O entendimento do dinheiro em Marx não é a razão para a teoria da mais-valia e para a exploração capitalista no chão de fábrica. É a razão para não ver que um sistema guiado por D-M-D’ e D-D’ apresenta exploração nas atividades cotidianas que envolvem dinheiro no mercado, ou seja, não reconhecer o sistema do “comprar barato e vender caro”e depois se surpreender que “os preços não correspondem aos valores” ou admitir que “uma coisa pode, formalmente, ter preço, sem ter valor”, por exemplo “o preço da terra não cultivada, não tem valor” (Marx [1867] 1996, p. 226). Evidentemente, ver a economia monetária desta forma elimina a nitidez do conflito de classes, e impede a visão de que o conflito é o da desigualdade, não necessariamente da função exercida [trabalhador, banqueiro, empresário], como nos modos de produção passados [senhor e servo, senhor e escravo, soberano e povo].

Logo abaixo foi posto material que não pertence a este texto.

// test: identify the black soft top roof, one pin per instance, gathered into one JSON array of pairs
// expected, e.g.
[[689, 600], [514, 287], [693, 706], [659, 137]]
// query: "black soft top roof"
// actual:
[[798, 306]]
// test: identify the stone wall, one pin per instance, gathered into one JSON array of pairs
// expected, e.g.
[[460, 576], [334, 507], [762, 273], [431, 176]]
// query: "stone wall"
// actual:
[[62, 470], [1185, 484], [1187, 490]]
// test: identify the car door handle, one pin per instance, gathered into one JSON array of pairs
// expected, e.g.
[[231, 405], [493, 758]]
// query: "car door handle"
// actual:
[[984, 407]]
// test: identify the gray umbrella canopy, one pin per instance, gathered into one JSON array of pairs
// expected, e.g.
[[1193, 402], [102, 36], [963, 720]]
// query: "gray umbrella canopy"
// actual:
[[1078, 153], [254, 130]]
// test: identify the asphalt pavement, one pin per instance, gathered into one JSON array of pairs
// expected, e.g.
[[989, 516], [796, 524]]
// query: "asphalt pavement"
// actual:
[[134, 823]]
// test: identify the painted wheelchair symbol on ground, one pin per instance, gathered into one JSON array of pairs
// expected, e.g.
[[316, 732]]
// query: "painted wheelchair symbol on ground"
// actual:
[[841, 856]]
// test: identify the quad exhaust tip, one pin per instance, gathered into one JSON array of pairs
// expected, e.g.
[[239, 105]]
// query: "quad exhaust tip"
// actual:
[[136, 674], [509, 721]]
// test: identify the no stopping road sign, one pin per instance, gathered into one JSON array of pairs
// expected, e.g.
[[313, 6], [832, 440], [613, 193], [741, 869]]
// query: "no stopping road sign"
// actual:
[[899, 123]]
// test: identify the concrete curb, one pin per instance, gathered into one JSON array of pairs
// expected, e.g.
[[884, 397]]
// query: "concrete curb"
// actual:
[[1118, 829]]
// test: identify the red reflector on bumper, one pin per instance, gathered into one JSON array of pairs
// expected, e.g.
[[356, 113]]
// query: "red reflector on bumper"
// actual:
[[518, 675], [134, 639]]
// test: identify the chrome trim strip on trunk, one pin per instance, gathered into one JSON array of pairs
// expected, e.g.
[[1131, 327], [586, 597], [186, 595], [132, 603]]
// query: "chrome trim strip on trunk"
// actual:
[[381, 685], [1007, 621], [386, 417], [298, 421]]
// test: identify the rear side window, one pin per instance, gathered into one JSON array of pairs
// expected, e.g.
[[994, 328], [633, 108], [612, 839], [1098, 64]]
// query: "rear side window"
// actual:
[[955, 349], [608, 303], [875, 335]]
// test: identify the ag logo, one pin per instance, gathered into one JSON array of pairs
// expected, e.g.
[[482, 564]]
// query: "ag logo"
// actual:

Por fim, não há reconciliação de Keynes e Gesell com Marx na questão monetária, na medida em que o último autor afirma que “o dinheiro não tem preço” (Marx [1867] 1996, p. 220), ainda que sua grandeza de valor possa ser expressa em outras mercadorias. Este ponto é central, pois é daqui que parte a noção de carimbar a moeda de Gesell e a teoria da preferência pela liquidez de Keynes. O dinheiro ou a moeda tem dois preços, afirmam os autores, um medido com base nos produtos e outro medido com base na própria moeda: a taxa de juros monetária. Assim, a produção e as finanças se unem em torno da dualidade do conflito entre o retorno produtivo em termos monetários e a taxa monetária de juros. Neste ponto, o cap. 17 é central em mostrar porque a taxa de juros da moeda é especial em relação às taxas de juros próprias de qualquer mercadoria, ou seja, o reconhecimento da subordinação da eficiência marginal do capital de qualquer ativo à taxa de juros do dinheiro. E portanto, da necessidade de inverter essa

25 Keynes ([1930], 1971).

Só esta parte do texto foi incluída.